The final raw weight value is obtained as a result of 3 acquisition steps:
Sub-samples: The load cell ADC is sampling the weight at 10 Hz.
Samples: Always 10 sub-samples are averaged to create one sample. A standard deviation on the 10 sub-samples is calculated.
If the sub-sample standard deviation for a given group of 10 exceeds MAX_SUB_STDEV, the sample gets discarded. This ensures only samples where the bird was sitting still will be considered.
If a sample is MAX_SAMPLE_DIFF larger than the previous sample, then the previous sample gets discarded. This ensures all samples to be on a relatifely flat line and removes outliers.
Median: A maximum of N_SAMPLES is collected as described in points 1 & 2. If the bird leaves before reaching N_SAMPLES, a smaller number of samples will be available.
The median value over all collected samples is calculated. This is the retained raw weight value.
The standard deviation over all collected samples is calculated. This is the retained raw stddev value.
Hard-coded parameters:
Processing
The raw weight and raw stddev values obtained above are unitless ADC values. They need to be converted to grams using calibration data in order to present meaningful weight data. This is done as follows:
The last recorded raw offset value is subtracted from the raw weight, in order to receive the net raw weight
net raw weight and raw stddev are divided by the most recently measured calibration slope to obtain weight and standard deviation of the sample in grams.
Logging
For more details on what data is logged or transmitted, see: Weight.
Offset measurement
The raw offset is measured in the exact same way as the bird weight, except that it happens in a periodic manner whenever the weight detection stays below the WAKE_UP_THRESHOLD.
The following parameters are hard-coded:
N_OFFSET_SAMPLES: 11
Offset acquisition & logging period: 3 minutes
Offset uplink period (transmitted via SIGFOX): 1-2 hours
Calibration
The calibration is a linear regression between raw ADC values and the weight placed on the perch in grams. We denote the following terms:
Slope (a): the multiplication factor between grams and raw ADC value
Intercept (b) the calculated raw ADC value when zero weight is placed on the perch. Theoretically, this is the offset value during calibration.
R^2 the R-square of the linear regression.
When performing a calibration routine, both a and b are calculated automatically by the device and stored for internal use. All subsequent weight measurements are processed using these most up-to-date calibraion values.

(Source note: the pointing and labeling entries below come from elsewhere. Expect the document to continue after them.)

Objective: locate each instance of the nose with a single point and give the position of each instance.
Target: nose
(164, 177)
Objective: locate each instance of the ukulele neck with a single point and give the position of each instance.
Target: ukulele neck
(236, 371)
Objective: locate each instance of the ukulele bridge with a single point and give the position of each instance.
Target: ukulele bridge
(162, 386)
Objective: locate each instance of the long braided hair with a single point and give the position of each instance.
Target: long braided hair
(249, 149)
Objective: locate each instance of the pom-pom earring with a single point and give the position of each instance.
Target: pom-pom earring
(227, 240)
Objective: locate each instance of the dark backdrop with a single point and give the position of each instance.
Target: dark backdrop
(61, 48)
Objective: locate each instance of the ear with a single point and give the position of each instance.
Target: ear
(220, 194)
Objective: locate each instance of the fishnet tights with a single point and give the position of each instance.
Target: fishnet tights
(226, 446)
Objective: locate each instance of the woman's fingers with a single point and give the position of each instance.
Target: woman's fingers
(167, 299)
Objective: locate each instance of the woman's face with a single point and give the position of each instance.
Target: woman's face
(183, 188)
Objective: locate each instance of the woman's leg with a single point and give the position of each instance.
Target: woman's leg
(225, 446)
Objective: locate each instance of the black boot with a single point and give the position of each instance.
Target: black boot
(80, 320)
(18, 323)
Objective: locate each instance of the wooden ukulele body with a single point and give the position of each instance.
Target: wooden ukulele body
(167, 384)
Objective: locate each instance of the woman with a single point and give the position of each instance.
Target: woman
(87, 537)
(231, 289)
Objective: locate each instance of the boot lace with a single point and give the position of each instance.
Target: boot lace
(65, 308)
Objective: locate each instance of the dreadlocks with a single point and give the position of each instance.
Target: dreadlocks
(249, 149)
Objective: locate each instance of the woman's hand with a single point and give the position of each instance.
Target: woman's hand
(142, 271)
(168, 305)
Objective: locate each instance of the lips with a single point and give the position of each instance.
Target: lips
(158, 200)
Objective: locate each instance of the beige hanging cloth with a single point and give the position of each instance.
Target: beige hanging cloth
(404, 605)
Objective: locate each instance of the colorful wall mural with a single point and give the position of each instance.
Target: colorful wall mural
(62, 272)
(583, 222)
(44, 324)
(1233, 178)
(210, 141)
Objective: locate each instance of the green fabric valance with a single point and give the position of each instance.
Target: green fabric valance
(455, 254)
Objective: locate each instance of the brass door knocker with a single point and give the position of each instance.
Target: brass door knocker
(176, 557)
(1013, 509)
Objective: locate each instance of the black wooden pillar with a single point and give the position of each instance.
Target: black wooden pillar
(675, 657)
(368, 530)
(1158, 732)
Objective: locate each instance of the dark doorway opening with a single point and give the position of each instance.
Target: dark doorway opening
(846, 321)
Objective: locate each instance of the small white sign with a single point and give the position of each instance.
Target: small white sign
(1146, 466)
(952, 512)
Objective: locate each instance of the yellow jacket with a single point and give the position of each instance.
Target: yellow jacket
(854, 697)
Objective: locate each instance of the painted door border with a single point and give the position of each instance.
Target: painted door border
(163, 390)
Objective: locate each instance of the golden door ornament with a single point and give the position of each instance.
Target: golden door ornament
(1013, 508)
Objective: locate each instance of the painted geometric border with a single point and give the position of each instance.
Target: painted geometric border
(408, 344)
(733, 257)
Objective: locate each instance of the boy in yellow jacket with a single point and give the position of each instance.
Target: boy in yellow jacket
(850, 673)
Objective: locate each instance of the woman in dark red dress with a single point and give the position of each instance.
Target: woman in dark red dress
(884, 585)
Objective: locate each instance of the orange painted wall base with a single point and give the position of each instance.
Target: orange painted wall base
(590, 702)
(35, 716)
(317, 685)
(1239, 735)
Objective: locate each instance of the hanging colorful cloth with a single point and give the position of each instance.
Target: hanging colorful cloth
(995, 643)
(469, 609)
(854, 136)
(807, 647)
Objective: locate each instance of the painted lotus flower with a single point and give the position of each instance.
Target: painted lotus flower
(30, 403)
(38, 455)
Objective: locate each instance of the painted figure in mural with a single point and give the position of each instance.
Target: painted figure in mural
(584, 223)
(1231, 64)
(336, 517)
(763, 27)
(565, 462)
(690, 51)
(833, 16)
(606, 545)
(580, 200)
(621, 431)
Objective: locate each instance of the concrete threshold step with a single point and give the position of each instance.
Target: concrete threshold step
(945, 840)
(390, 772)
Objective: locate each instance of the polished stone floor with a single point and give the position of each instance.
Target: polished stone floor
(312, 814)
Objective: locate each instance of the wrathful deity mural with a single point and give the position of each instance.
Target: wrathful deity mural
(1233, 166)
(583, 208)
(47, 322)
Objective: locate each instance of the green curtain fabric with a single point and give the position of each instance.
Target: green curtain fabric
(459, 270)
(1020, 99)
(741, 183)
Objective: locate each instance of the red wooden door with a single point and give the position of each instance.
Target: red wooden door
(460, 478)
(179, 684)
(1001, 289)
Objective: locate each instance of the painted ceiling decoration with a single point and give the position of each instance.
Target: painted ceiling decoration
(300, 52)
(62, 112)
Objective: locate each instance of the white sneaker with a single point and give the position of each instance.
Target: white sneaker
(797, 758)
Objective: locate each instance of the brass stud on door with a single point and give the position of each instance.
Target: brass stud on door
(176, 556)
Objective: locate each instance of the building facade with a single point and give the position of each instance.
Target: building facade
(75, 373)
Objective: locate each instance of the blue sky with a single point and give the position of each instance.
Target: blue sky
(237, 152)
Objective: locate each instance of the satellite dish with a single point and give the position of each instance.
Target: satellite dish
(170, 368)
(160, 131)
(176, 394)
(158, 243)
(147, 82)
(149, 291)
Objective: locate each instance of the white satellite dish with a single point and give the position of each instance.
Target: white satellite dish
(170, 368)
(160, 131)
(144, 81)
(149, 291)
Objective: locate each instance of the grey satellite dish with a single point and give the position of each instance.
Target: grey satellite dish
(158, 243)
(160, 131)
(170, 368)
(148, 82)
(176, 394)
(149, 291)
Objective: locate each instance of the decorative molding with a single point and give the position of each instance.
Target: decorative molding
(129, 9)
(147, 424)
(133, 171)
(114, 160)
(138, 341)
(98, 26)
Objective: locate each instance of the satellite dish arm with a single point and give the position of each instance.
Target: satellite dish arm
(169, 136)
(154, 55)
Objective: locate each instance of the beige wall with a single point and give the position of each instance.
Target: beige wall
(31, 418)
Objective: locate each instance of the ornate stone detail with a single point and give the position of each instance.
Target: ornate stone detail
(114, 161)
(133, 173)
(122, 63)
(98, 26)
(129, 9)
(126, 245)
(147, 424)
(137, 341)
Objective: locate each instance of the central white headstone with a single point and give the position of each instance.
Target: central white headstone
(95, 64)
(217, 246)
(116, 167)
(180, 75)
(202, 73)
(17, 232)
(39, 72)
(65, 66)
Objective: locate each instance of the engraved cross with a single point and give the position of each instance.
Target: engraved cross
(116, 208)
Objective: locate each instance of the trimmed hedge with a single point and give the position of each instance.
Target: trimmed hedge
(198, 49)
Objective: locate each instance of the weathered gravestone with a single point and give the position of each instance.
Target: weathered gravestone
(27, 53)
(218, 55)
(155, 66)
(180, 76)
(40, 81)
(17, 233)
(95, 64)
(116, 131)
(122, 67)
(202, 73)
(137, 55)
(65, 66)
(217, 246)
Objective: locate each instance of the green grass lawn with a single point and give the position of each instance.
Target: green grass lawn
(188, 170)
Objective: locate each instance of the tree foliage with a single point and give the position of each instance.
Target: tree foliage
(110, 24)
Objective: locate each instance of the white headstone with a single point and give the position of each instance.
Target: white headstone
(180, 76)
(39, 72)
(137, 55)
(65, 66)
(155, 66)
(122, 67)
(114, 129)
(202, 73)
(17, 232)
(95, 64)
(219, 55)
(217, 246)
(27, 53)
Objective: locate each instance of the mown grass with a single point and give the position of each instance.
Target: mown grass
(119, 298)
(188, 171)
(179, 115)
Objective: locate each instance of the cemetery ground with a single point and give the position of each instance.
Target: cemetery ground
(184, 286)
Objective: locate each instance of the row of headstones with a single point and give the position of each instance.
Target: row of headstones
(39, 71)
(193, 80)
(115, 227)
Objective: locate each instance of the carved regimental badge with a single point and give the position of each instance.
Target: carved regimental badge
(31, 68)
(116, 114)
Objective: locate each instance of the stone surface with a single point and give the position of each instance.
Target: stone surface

It is known that the calibration values can change over time as the physical state of the sytstem changes. Therefore, frequent re-calibrations of the system are advised.
Temperature Dependency
It is known that notably the calibration slope is temperature dependent. This dependency is not compensated for by the device. It is adviseed to perform a temperature compensation of the logged weight values once the relationship between temperature and slope has been established in a post-processing step.
Footnotes
Device Status
While the anisca device is running, ystem status data is continuously logged and stored on the onboard memory (“offline”). Some logs are also transmitted wirelessly via SIGFOX (“uplink” - if coverage is available).
Logging frequency:
offline: every 3 minutes
uplink: 3x per day
For more details on the logged data fields see: Status.
Battery Voltage
The battery voltage is measured directly on the mainboard using a resistive divider and an onboard ADC. The reference voltage is VCC, generated from the 3.3V buck converter.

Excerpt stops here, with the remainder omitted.